There is a pont to me, and it's called maximum enjoyment.


----------



## GucciManeIsTheNewWebern

DavidA said:


> The late quartets were modern not just for 1826 but for 1926 so period instruments appears rather pointless.


For real, it's uncanny how anachronistic the late quartets were. That's an understatement - more like downright freaky. He was ahead of not just his own time but the time of tons of composers who came after him. _Große Fugue_ almost sounds like avant-garde jazz or a daring 20th century composition.


----------



## DavidA

Bulldog said:


> There is a pont to me, and it's called maximum enjoyment.


So how as a Beethoven couldn't hear them?


----------



## DavidA

GucciManeIsTheNewWebern said:


> For real, it's uncanny how anachronistic the late quartets were. That's an understatement - more like downright freaky. He was ahead of not just his own time but the time of tons of composers who came after him. _Große Fugue_ almost sounds like avant-garde jazz or a daring 20th century composition.


I was listening to parts of the Diabelli. Like boogie-woogie


----------



## Bulldog

DavidA said:


> So how as a Beethoven couldn't hear them?
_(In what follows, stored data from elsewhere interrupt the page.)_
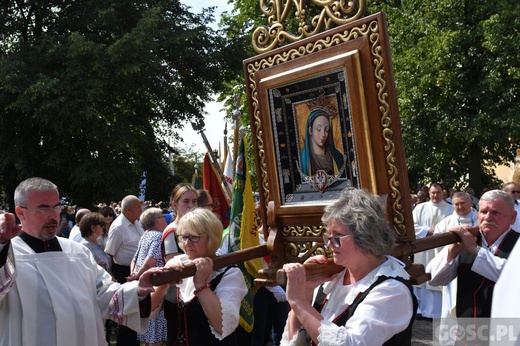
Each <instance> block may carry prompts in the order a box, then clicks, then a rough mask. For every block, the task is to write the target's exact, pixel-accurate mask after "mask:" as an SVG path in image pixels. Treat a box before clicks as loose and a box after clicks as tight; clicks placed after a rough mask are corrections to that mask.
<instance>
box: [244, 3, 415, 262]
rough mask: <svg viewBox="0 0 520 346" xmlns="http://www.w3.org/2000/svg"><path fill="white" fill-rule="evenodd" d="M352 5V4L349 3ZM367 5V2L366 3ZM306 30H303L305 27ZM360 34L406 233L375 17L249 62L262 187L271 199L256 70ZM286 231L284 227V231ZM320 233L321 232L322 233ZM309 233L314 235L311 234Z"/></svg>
mask: <svg viewBox="0 0 520 346" xmlns="http://www.w3.org/2000/svg"><path fill="white" fill-rule="evenodd" d="M273 1H274V0H273ZM293 2H294V3H295V5H299V4H300V2H296V1H293ZM313 2H314V3H316V4H324V5H327V6H329V7H330V8H333V3H336V2H338V1H318V0H313ZM262 3H265V1H262ZM279 3H280V1H276V3H274V4H273V7H272V8H271V9H270V10H269V11H271V12H270V13H271V14H272V15H274V13H277V12H276V11H274V9H275V8H278V9H279V8H280V7H279ZM349 4H350V3H349ZM288 6H289V5H288V3H286V7H285V9H284V11H287V8H288ZM363 6H364V4H363ZM282 15H283V16H287V13H286V12H283V13H282V14H280V18H281V17H283V16H282ZM302 30H303V29H302ZM359 37H368V38H369V42H370V51H371V55H372V62H373V73H374V77H375V79H376V85H375V87H376V90H377V97H378V103H379V104H378V109H379V113H380V123H381V127H382V135H383V139H384V144H385V145H384V152H385V157H386V166H387V172H386V173H387V177H388V184H389V189H390V193H389V198H390V199H391V201H390V202H391V206H392V217H393V227H394V230H395V231H396V233H397V234H398V235H400V236H405V235H406V227H405V224H404V220H405V216H404V214H403V213H404V211H403V202H402V201H403V199H402V198H403V197H402V196H401V192H400V190H399V185H400V183H399V170H398V168H397V166H396V162H397V159H396V148H395V144H394V141H393V136H394V133H393V129H392V118H393V117H395V116H393V115H392V114H391V108H390V105H389V103H388V98H389V96H388V85H387V80H386V78H387V76H388V74H387V73H386V71H385V66H386V64H385V63H386V62H385V61H384V59H383V55H382V47H381V41H380V39H381V38H380V36H379V22H378V21H377V20H372V21H369V22H367V23H364V24H360V25H359V26H355V27H352V28H351V29H349V30H346V29H345V30H343V31H338V32H336V33H334V34H332V35H330V36H327V37H325V38H320V39H316V40H315V41H312V42H308V43H307V44H305V45H300V46H297V47H296V48H293V49H289V50H286V51H282V52H280V53H276V54H272V55H269V56H266V57H265V58H261V59H257V60H255V61H253V62H251V63H249V64H247V66H246V69H247V76H248V80H247V83H249V88H250V97H251V100H252V102H251V106H252V107H251V112H252V115H253V116H252V119H253V121H254V124H255V126H254V128H255V133H254V136H256V140H257V142H256V143H257V148H256V149H257V151H258V158H259V160H260V165H259V166H260V172H259V182H260V183H261V186H262V189H261V191H262V192H263V195H264V200H265V201H266V203H267V201H270V200H271V198H270V192H269V190H270V187H269V181H268V176H267V165H266V156H265V155H266V153H265V150H266V148H265V147H264V141H263V133H262V129H263V126H262V120H261V117H260V109H259V100H258V89H257V84H256V83H257V82H256V80H255V73H256V72H257V71H260V70H263V69H267V68H270V67H272V66H276V65H279V64H283V63H285V62H287V61H291V60H295V59H298V58H301V57H303V56H306V55H309V54H312V53H313V52H317V51H321V50H323V49H325V48H329V47H332V46H336V45H339V44H342V43H345V42H348V41H351V40H354V39H357V38H359ZM285 231H286V230H285V229H284V232H285ZM290 232H296V233H298V232H307V228H305V227H304V228H301V229H291V230H290ZM320 234H321V233H320ZM320 234H315V235H312V236H319V235H320ZM292 236H293V235H290V234H286V233H283V237H292ZM308 236H311V235H310V234H309V235H308ZM303 248H305V249H307V250H310V249H312V248H313V247H312V242H310V243H309V244H305V245H302V244H299V245H295V244H286V253H287V254H290V255H291V256H296V257H298V255H299V254H301V252H300V250H302V249H303Z"/></svg>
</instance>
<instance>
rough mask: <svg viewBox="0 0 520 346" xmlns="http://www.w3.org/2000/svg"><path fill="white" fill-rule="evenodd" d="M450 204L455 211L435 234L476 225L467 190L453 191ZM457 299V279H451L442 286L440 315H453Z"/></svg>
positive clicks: (435, 228)
mask: <svg viewBox="0 0 520 346" xmlns="http://www.w3.org/2000/svg"><path fill="white" fill-rule="evenodd" d="M452 205H453V207H454V208H455V211H454V212H453V214H451V215H450V216H448V217H446V218H444V219H442V220H441V221H440V222H439V223H438V224H437V225H436V226H435V232H434V233H433V234H434V235H436V234H441V233H446V232H448V231H449V230H450V229H453V228H455V227H459V226H461V225H469V226H471V227H476V226H478V212H477V211H476V210H475V209H473V208H472V206H473V200H472V198H471V195H469V194H468V193H467V192H455V193H454V194H453V196H452ZM435 250H436V253H439V252H440V250H441V249H440V248H437V249H435ZM456 301H457V280H453V281H452V282H450V283H449V284H448V285H446V286H443V287H442V312H441V317H442V318H447V317H450V316H455V314H454V313H452V312H453V309H454V308H455V302H456Z"/></svg>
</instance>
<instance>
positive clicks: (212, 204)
mask: <svg viewBox="0 0 520 346" xmlns="http://www.w3.org/2000/svg"><path fill="white" fill-rule="evenodd" d="M201 207H202V208H206V209H210V210H213V209H214V208H215V202H213V203H210V204H204V205H201Z"/></svg>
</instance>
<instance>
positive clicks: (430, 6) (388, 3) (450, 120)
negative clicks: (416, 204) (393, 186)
mask: <svg viewBox="0 0 520 346" xmlns="http://www.w3.org/2000/svg"><path fill="white" fill-rule="evenodd" d="M371 10H372V11H374V12H375V11H383V12H385V13H386V14H387V16H388V22H389V31H390V41H391V48H392V54H393V64H394V70H395V77H396V83H397V90H398V95H399V96H398V97H399V109H400V116H401V120H402V126H403V137H404V141H405V150H406V157H407V163H408V167H409V176H410V180H411V182H410V186H414V185H418V184H421V183H425V182H428V181H441V180H442V181H444V182H446V183H447V185H449V186H457V184H458V186H457V187H465V186H467V185H468V184H469V185H471V186H472V187H474V188H475V190H476V192H477V194H479V193H480V192H481V191H482V190H483V189H484V188H487V187H492V186H494V184H496V180H495V178H494V176H493V172H492V171H491V170H490V168H491V167H493V166H494V165H496V164H501V163H505V162H511V161H512V158H513V156H514V152H515V149H516V148H517V147H518V146H519V144H520V143H519V142H518V132H519V130H520V106H519V100H518V95H520V93H519V92H520V78H519V77H520V75H519V68H520V59H519V57H520V50H519V45H518V42H519V40H520V19H519V18H520V3H518V1H516V0H501V1H495V2H489V1H484V0H439V1H418V0H412V1H376V3H375V4H374V5H373V6H372V8H371Z"/></svg>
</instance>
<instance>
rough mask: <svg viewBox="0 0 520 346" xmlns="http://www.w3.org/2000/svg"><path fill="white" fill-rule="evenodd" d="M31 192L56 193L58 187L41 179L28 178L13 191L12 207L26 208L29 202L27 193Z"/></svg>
mask: <svg viewBox="0 0 520 346" xmlns="http://www.w3.org/2000/svg"><path fill="white" fill-rule="evenodd" d="M32 191H56V192H57V191H58V187H57V186H56V185H55V184H54V183H52V182H51V181H49V180H47V179H43V178H38V177H34V178H29V179H26V180H24V181H22V182H21V183H20V184H19V185H18V186H17V187H16V189H15V190H14V205H15V206H21V207H26V206H27V203H28V202H29V193H30V192H32Z"/></svg>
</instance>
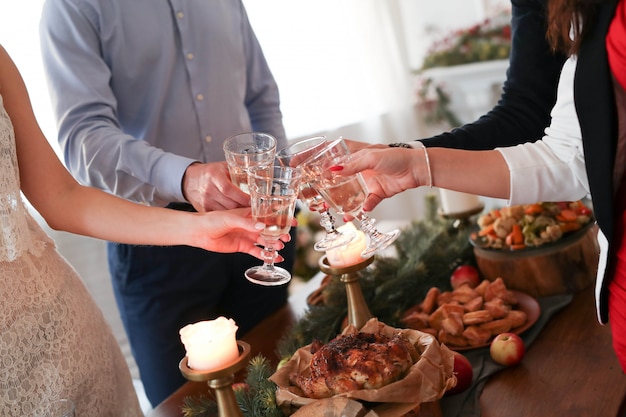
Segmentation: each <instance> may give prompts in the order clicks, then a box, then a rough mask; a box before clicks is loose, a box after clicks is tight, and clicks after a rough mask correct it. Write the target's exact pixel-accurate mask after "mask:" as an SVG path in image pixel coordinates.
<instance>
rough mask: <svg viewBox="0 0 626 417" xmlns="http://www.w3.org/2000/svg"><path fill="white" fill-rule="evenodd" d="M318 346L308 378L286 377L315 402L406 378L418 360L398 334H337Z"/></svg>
mask: <svg viewBox="0 0 626 417" xmlns="http://www.w3.org/2000/svg"><path fill="white" fill-rule="evenodd" d="M318 346H319V344H316V343H313V344H312V352H311V353H313V356H312V358H311V363H310V365H309V370H310V375H306V374H299V373H293V374H291V375H290V378H289V379H290V381H291V383H292V384H294V385H296V386H298V387H300V389H301V390H302V391H303V393H304V395H305V396H307V397H309V398H316V399H318V398H328V397H332V396H333V395H335V394H340V393H344V392H348V391H353V390H358V389H375V388H380V387H382V386H385V385H387V384H389V383H391V382H394V381H397V380H398V379H400V378H402V377H403V376H404V375H406V373H407V372H408V370H409V368H411V366H412V365H413V363H414V362H415V361H417V359H418V358H419V353H418V352H417V350H416V349H415V347H414V346H413V345H412V344H411V343H410V342H409V341H408V340H407V339H406V337H404V336H403V335H401V334H396V335H394V336H393V337H388V336H385V335H382V334H373V333H357V334H352V335H340V336H338V337H336V338H335V339H333V340H331V341H329V342H328V343H326V344H325V345H323V346H321V348H319V350H317V347H318ZM313 349H316V351H313Z"/></svg>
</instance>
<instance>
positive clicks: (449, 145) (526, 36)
mask: <svg viewBox="0 0 626 417" xmlns="http://www.w3.org/2000/svg"><path fill="white" fill-rule="evenodd" d="M547 1H548V0H511V4H512V17H511V37H512V47H511V54H510V57H509V68H508V69H507V74H506V81H505V82H504V84H503V92H502V96H501V98H500V100H499V101H498V103H497V104H496V106H495V107H494V108H493V109H492V110H490V111H489V112H488V113H486V114H485V115H483V116H481V117H480V118H479V119H478V120H476V121H474V122H471V123H468V124H465V125H463V126H461V127H458V128H455V129H453V130H452V131H450V132H446V133H443V134H440V135H437V136H434V137H431V138H427V139H420V140H421V141H422V142H423V143H424V145H425V146H431V147H432V146H438V147H446V148H459V149H473V150H484V149H493V148H495V147H498V146H510V145H517V144H519V143H524V142H534V141H536V140H538V139H541V137H542V136H543V131H544V129H545V128H546V127H547V126H548V125H549V124H550V111H551V109H552V107H553V105H554V103H555V101H556V90H557V83H558V79H559V74H560V72H561V67H562V66H563V63H564V62H565V59H566V57H565V56H564V55H561V54H554V53H552V52H551V50H550V47H549V45H548V43H547V41H546V38H545V33H546V4H547Z"/></svg>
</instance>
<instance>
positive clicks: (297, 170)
mask: <svg viewBox="0 0 626 417" xmlns="http://www.w3.org/2000/svg"><path fill="white" fill-rule="evenodd" d="M301 179H302V170H301V169H300V168H292V167H283V166H255V167H251V168H250V169H249V171H248V185H249V187H250V197H251V198H250V202H251V206H252V217H254V219H255V220H256V221H258V222H262V223H264V224H265V229H264V230H263V231H262V232H261V237H262V238H263V240H264V247H263V252H262V255H263V265H260V266H255V267H252V268H249V269H248V270H247V271H246V272H245V275H246V278H247V279H248V280H249V281H251V282H254V283H256V284H260V285H282V284H285V283H287V282H289V280H290V279H291V274H290V273H289V271H287V270H286V269H284V268H281V267H278V266H275V265H274V260H275V259H276V250H275V249H274V245H275V244H276V242H277V241H278V239H279V238H280V236H281V235H283V234H285V233H288V232H289V229H290V228H291V222H292V221H293V215H294V210H295V208H296V200H297V199H298V192H299V190H300V181H301Z"/></svg>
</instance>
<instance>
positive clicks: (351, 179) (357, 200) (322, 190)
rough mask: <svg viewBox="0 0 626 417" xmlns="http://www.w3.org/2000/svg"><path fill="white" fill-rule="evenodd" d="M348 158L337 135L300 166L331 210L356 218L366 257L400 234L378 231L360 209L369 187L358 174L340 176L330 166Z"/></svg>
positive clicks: (361, 254) (360, 176)
mask: <svg viewBox="0 0 626 417" xmlns="http://www.w3.org/2000/svg"><path fill="white" fill-rule="evenodd" d="M349 158H350V151H349V149H348V146H347V145H346V143H345V141H344V140H343V138H341V137H340V138H338V139H335V140H334V141H332V142H329V143H328V144H327V145H326V146H325V147H324V148H323V149H322V150H321V151H320V152H319V153H317V154H316V155H315V156H313V157H311V158H309V159H308V160H307V161H306V162H305V163H304V164H303V168H304V171H305V175H308V176H309V177H310V178H313V179H314V185H315V188H316V189H317V190H318V191H319V193H320V194H321V195H322V197H323V198H324V200H325V201H326V202H327V203H328V204H329V205H330V206H331V207H332V208H333V209H334V210H336V211H337V212H338V213H340V214H348V215H350V216H352V217H354V218H356V219H357V220H358V221H359V223H360V229H361V230H362V231H363V232H365V234H366V235H367V236H368V243H367V247H366V248H365V250H364V251H363V252H362V253H361V257H363V258H369V257H371V256H372V255H374V254H375V253H376V252H379V251H381V250H383V249H385V248H387V247H389V245H391V244H392V243H393V242H394V241H395V240H396V239H397V238H398V236H400V231H399V230H398V229H395V230H392V231H391V232H388V233H382V232H380V231H379V230H378V229H377V228H376V221H375V220H374V219H373V218H371V217H369V216H368V215H367V214H366V213H365V212H364V211H363V204H364V203H365V199H366V198H367V195H368V190H367V185H366V184H365V181H364V180H363V177H362V176H361V174H356V175H346V176H342V175H337V174H336V173H335V172H334V171H331V170H330V168H331V167H332V166H335V165H338V164H341V163H342V162H343V161H345V160H346V159H348V160H349Z"/></svg>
I'm talking about my ears, not Beethoven's.


----------



## SanAntone

Bulldog said:


> I'm talking about my ears, not Beethoven's.


While there are many performances of Beethoven, Mozart, and Haydn on modern instruments that are very good, on balance, I almost always prefer a period instrument group doing them. The music just sounds better to me played on gut strings and other period adjustments.

Since reading this thread I found the Mosaïques recording of the Beethoven late quartets and am listening to it: Highly recommended.


----------



## Scion7

The best. But only the first version recorded in 1969! With the Italiano a close second.


----------



## Oldhoosierdude

I want it played on instruments, period!


----------



## DavidA

SanAntone said:


> While there are many performances of Beethoven, Mozart, and Haydn on modern instruments that are very good, on balance, I almost always prefer a period instrument group doing them. The music just sounds better to me played on gut strings and other period adjustments.
> 
> Since reading this thread I found the Mosaïques recording of the Beethoven late quartets and am listening to it: Highly recommended.


I'm never quite sure of this business as regards to strings. Heifetz used gut strings. Does that make him HIP?


----------